Will add more through the winter, for now Reading 22 needs its due attention.

Sunday, October 17, 2010

How to make your 4th Year in a Finance Undergrad Count

So you've spent 3 years in your BComm and you've just started to get into the exciting stuff. You've cruised through your foundation accounting courses, and finally gotten through the marketing, ops man, and info tech courses that round out your BComm requirements. Now you get to finally get to the meat, advanced investments classes, fixed income, derivatives. Having just graduated, here's what I think makes the most powerful 4th year BComm if you want to move into a i-banking role, or back office investment role.

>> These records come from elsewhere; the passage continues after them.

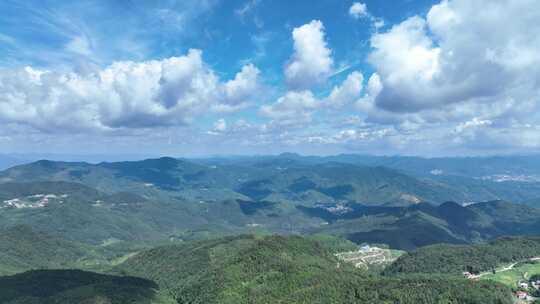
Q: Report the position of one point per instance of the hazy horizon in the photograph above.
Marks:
(193, 78)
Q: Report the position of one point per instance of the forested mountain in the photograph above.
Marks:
(455, 259)
(75, 286)
(284, 178)
(247, 269)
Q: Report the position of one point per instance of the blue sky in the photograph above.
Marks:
(258, 76)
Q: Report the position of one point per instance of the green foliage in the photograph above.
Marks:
(75, 286)
(276, 269)
(22, 249)
(455, 259)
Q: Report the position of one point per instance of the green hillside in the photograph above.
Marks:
(23, 249)
(275, 180)
(408, 228)
(74, 286)
(276, 269)
(452, 259)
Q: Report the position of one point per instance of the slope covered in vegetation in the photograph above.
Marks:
(276, 269)
(455, 259)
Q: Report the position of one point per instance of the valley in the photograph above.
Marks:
(282, 228)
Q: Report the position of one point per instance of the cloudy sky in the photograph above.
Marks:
(207, 77)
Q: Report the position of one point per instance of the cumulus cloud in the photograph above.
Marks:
(294, 106)
(123, 95)
(358, 10)
(312, 60)
(460, 52)
(347, 92)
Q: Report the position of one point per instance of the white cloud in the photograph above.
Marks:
(347, 92)
(358, 10)
(293, 107)
(460, 52)
(312, 61)
(123, 95)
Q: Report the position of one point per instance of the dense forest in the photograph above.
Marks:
(455, 259)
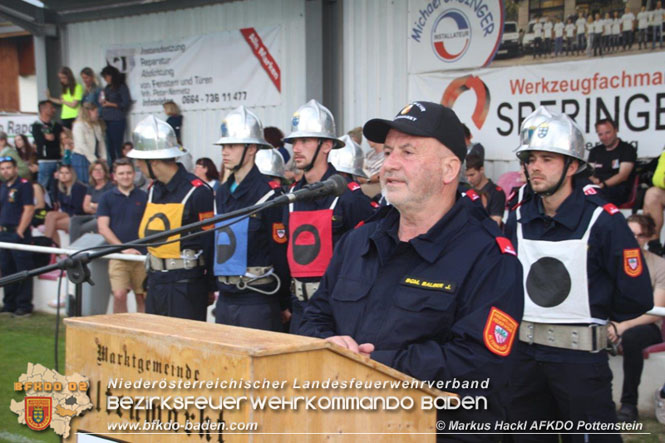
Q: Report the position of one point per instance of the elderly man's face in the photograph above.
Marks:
(413, 169)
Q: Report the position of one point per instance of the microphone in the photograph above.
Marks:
(335, 185)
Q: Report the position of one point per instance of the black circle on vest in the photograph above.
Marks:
(548, 282)
(158, 216)
(225, 252)
(305, 254)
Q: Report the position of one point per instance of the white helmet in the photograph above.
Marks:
(242, 127)
(313, 120)
(558, 134)
(270, 162)
(349, 159)
(155, 139)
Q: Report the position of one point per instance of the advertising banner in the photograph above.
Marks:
(493, 102)
(453, 34)
(214, 71)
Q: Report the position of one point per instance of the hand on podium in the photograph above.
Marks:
(364, 349)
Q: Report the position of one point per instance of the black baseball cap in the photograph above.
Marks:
(422, 119)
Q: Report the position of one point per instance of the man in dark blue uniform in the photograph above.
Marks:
(16, 209)
(582, 268)
(431, 288)
(250, 254)
(314, 227)
(180, 278)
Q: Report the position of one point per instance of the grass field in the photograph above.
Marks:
(32, 340)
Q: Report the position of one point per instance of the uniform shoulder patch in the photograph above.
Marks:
(279, 233)
(473, 195)
(499, 333)
(632, 262)
(610, 208)
(506, 246)
(590, 190)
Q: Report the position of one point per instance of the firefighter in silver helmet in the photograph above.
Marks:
(180, 279)
(250, 254)
(582, 268)
(315, 226)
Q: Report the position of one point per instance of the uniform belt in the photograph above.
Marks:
(189, 261)
(591, 338)
(244, 280)
(303, 290)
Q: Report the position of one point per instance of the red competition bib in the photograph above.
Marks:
(310, 242)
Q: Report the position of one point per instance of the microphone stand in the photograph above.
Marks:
(77, 265)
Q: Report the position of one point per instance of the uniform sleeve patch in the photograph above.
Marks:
(205, 215)
(279, 233)
(632, 262)
(506, 246)
(473, 195)
(590, 190)
(499, 333)
(610, 208)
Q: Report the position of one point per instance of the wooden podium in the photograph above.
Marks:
(128, 348)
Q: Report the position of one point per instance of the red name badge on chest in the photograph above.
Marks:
(310, 242)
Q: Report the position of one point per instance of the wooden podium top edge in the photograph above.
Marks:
(251, 342)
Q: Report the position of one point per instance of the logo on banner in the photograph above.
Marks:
(465, 83)
(451, 35)
(51, 399)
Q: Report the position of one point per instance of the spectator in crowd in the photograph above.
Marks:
(174, 119)
(613, 161)
(642, 26)
(100, 182)
(627, 26)
(616, 31)
(69, 203)
(636, 334)
(496, 198)
(91, 90)
(119, 215)
(205, 170)
(89, 140)
(115, 101)
(580, 28)
(656, 21)
(27, 153)
(357, 135)
(7, 150)
(46, 134)
(16, 208)
(558, 37)
(373, 163)
(70, 99)
(570, 37)
(139, 179)
(275, 137)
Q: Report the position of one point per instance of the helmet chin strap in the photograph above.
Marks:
(553, 189)
(311, 164)
(242, 159)
(150, 171)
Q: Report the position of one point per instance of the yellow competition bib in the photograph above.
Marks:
(160, 217)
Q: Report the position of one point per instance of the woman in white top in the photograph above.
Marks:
(89, 140)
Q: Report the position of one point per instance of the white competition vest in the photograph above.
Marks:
(556, 285)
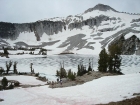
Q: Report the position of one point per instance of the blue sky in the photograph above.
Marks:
(21, 11)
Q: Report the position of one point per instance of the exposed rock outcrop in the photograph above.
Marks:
(100, 7)
(12, 30)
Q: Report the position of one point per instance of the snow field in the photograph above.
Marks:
(102, 90)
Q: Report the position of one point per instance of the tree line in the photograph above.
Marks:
(111, 61)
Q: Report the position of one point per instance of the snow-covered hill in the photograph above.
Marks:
(85, 33)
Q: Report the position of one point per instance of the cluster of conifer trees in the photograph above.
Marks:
(110, 62)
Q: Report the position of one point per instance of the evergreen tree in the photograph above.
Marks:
(89, 67)
(103, 61)
(5, 51)
(8, 66)
(15, 67)
(57, 73)
(114, 58)
(4, 82)
(110, 64)
(117, 63)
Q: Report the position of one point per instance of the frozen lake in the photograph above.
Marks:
(48, 66)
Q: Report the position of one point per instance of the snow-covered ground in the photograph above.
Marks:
(102, 90)
(25, 80)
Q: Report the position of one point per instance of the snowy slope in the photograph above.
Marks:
(103, 90)
(97, 36)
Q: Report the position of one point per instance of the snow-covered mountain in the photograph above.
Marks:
(85, 33)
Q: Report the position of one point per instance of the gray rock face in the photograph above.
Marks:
(100, 7)
(116, 36)
(89, 22)
(21, 44)
(12, 30)
(76, 41)
(135, 20)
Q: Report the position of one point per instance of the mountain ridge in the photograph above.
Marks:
(97, 27)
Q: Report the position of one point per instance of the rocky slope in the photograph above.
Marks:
(85, 33)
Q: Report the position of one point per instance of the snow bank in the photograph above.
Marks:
(25, 80)
(103, 90)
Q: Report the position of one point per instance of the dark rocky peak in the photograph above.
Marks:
(100, 7)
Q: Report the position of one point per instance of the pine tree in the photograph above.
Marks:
(117, 63)
(4, 82)
(114, 58)
(103, 61)
(15, 67)
(110, 64)
(89, 67)
(8, 66)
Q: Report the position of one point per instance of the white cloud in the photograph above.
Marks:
(33, 10)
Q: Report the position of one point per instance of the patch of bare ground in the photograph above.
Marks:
(132, 101)
(80, 79)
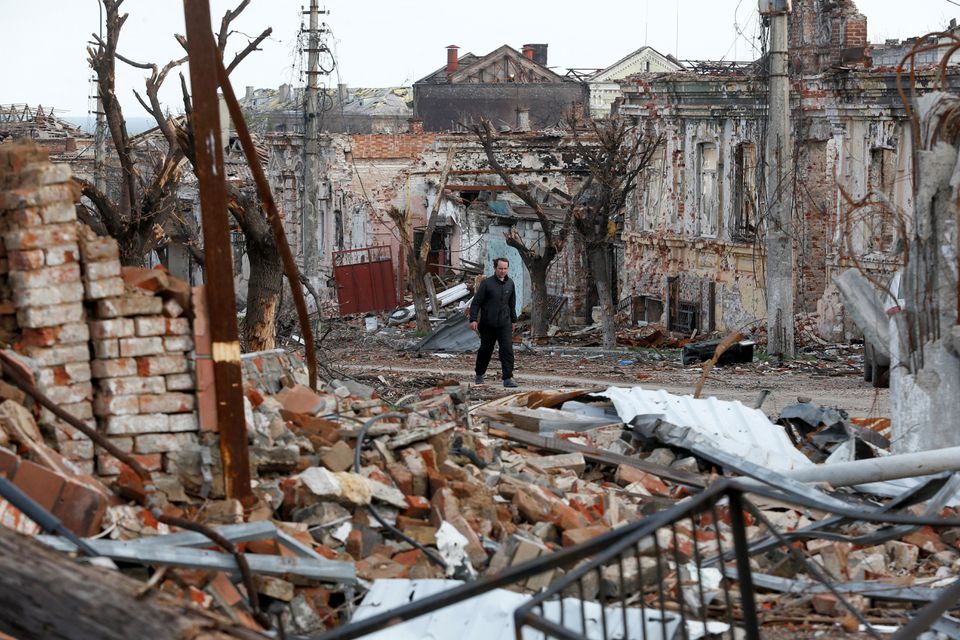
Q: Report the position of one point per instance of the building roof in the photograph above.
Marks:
(504, 64)
(377, 101)
(637, 62)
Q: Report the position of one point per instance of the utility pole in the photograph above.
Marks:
(313, 228)
(780, 262)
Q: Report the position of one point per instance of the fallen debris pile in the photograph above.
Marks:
(351, 491)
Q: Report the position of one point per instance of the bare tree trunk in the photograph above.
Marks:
(598, 257)
(538, 297)
(263, 295)
(415, 273)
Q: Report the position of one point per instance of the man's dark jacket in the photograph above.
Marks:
(495, 302)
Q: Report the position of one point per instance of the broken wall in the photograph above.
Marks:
(111, 348)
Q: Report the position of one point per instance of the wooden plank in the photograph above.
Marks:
(594, 455)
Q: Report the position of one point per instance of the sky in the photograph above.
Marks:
(380, 43)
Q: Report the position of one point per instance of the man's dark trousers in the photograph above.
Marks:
(490, 336)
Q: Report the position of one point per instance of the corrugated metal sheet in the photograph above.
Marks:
(728, 426)
(490, 616)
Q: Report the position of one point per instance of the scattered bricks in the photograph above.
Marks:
(132, 385)
(402, 478)
(630, 475)
(117, 328)
(100, 289)
(339, 457)
(107, 465)
(867, 564)
(77, 449)
(162, 326)
(163, 442)
(54, 294)
(96, 248)
(107, 405)
(33, 197)
(418, 469)
(903, 556)
(275, 588)
(54, 256)
(180, 382)
(45, 277)
(172, 308)
(531, 505)
(417, 507)
(26, 260)
(43, 485)
(573, 537)
(8, 463)
(566, 517)
(53, 356)
(153, 280)
(129, 306)
(33, 317)
(132, 425)
(825, 604)
(572, 461)
(132, 347)
(178, 343)
(926, 539)
(101, 270)
(70, 394)
(114, 368)
(167, 403)
(161, 365)
(184, 422)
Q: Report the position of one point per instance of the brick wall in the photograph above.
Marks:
(375, 146)
(110, 346)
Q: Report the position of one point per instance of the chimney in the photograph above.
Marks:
(539, 53)
(523, 119)
(451, 60)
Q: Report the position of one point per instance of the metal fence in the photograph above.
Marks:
(712, 566)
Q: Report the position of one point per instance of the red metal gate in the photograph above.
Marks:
(364, 280)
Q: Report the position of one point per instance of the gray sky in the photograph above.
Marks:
(392, 42)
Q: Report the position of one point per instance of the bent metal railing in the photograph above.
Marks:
(685, 572)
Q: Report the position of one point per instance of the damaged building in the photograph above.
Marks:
(693, 250)
(512, 89)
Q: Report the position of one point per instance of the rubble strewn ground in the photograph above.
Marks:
(404, 473)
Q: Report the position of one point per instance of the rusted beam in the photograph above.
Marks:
(273, 215)
(217, 247)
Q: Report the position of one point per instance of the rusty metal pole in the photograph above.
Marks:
(219, 258)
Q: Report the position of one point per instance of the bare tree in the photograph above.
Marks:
(614, 156)
(416, 259)
(554, 233)
(142, 215)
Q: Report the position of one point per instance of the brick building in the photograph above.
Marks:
(511, 89)
(693, 249)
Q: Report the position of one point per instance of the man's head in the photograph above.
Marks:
(500, 266)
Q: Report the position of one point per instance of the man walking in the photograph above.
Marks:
(493, 314)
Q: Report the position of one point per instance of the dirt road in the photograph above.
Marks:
(834, 381)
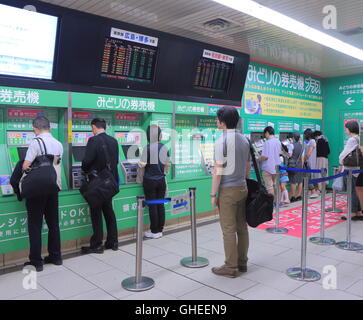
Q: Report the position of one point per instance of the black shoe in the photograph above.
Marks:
(242, 268)
(114, 246)
(38, 267)
(88, 250)
(57, 262)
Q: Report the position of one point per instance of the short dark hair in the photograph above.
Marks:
(229, 116)
(352, 126)
(317, 133)
(296, 136)
(308, 134)
(270, 130)
(153, 133)
(99, 123)
(41, 123)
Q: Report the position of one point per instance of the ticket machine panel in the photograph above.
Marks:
(79, 142)
(129, 154)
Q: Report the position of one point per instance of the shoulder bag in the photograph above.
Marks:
(41, 178)
(259, 203)
(98, 187)
(354, 158)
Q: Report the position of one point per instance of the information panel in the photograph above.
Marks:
(125, 60)
(213, 75)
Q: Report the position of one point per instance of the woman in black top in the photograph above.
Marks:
(155, 159)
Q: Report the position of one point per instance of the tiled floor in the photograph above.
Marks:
(98, 277)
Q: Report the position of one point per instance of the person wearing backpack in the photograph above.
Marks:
(100, 150)
(229, 192)
(322, 152)
(46, 205)
(155, 159)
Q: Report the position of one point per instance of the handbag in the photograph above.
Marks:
(140, 174)
(98, 187)
(354, 159)
(41, 178)
(259, 203)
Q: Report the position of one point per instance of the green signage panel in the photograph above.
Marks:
(131, 104)
(33, 97)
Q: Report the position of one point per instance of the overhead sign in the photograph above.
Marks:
(134, 37)
(218, 56)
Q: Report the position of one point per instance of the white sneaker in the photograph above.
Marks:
(153, 235)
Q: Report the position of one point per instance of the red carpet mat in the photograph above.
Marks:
(291, 218)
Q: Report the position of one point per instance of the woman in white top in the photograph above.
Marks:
(310, 158)
(352, 129)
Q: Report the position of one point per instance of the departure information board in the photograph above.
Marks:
(125, 60)
(213, 75)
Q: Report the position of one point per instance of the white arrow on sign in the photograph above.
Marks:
(349, 101)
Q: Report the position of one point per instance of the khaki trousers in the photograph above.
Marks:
(232, 212)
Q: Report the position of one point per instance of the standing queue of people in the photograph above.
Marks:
(228, 192)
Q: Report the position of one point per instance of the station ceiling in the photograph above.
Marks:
(208, 21)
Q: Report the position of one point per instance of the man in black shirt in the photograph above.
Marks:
(322, 152)
(95, 160)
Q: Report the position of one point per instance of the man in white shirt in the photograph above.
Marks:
(46, 205)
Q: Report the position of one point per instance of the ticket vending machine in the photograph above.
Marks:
(79, 142)
(129, 148)
(283, 136)
(257, 140)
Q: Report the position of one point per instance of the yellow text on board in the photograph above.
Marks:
(273, 105)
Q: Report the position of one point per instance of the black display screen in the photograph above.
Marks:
(22, 152)
(78, 153)
(125, 60)
(134, 152)
(213, 75)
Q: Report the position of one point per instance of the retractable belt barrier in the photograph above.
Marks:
(194, 261)
(334, 208)
(277, 229)
(322, 240)
(139, 283)
(348, 244)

Lets start at the end of your 3rd year. Hopefully you've been very involved with finance and investment clubs so far, and have taken - and aced - every quant pre-req you could get your hands on. Also (unlike myself) hopefully you have interned at a firm and made a connection that will push your resume forward come September when Analyst recruiting starts. Either way at the end of your third year you need to strongly settle on your goals. What job do you actually want? Can you get it with a BCom education? Do you have a connection that will vouch for you come September - don't be fooled by those online applications, if you're shooting high enough they are merely a facade; all the hiring happens through personal recommendations. So line up your contacts, grab that internship and work your but off.

Even if you think you can get this job with an undergrad I'd hedge your bets. Take kaplans GMAT prep course in the evenings after-work during the summer and plan to write that ungodly demoralizing test sometime in September. Obviously if you've decided you want to be hard-core quant back office you're going to need a masters in financial engineering or financial economics and so you should be looking at either the GMAT or the GRE.

Come August start making your push for that September Analyst hire (they hire in September for a July start the following year). Reach out to your network and try applying to 5-10 of the top firms that hold your job of choice. Enroll in the CFA level one for a June test date and put it on your resume. If you've got the connections and/or the grades you'll get picked up, if not you're preparing for the +1 lap.

So assuming things didn't pan out, pour your heart into GMAT prep and try to grab a 700+ score. Then apply to an MSc program that will give you that added push (see previous post). Don't forget the extracurricular's; for me my GMAT was nothing to brag about but experience I had outside of class opened doors to the right MSc program. Finance specific stuff is a plus, especially research based. Get on a project with a prof, or your schools pension fund, and make it as quant heavy as possible. You want to be talking about modeling in your interview, not how you proof read some technical writing. Case competitions are good to hone public speaking, and they are usually a welcome break from the grind as they often involve travel.

If you can, line yourself up for 4th year Economics courses in modeling - Econometrics classes. These classes are often qualifying courses for Masters degrees in Economics and they are tough but extremely valuable. There is really only a couple of 'good' times to learn about heteroskedasticity, autocorrolation, GARSH models, unit roots parameters, and ridge regressions, and the leisurely pace of an undergrad class is one of them. Obviously knock yourself out with every finance course offered, and if you can stomach it, take intermediate accounting as well.

As the year trickles on apply for the November cycle of grad school apps and start plugging time into the CFA level 1. It will generally parallel your 4th year classes nicely but it takes a lot of time and to fail would unravel an important part of your whole brand package.

Looking like your hot shit to a firm is really all about momentum. Because many students - especially from mid teir schools - don't land in the September of their 4th year it's really easy to lose momentum when you know you're going to have a whole year between undergrad education and your eventual hire. If you can pack that time with as much finance as possible you'll A) commit mild social suicide amongst your non finance friends and B) look really hungry for a job, the hungrier the better in an employers eyes generally.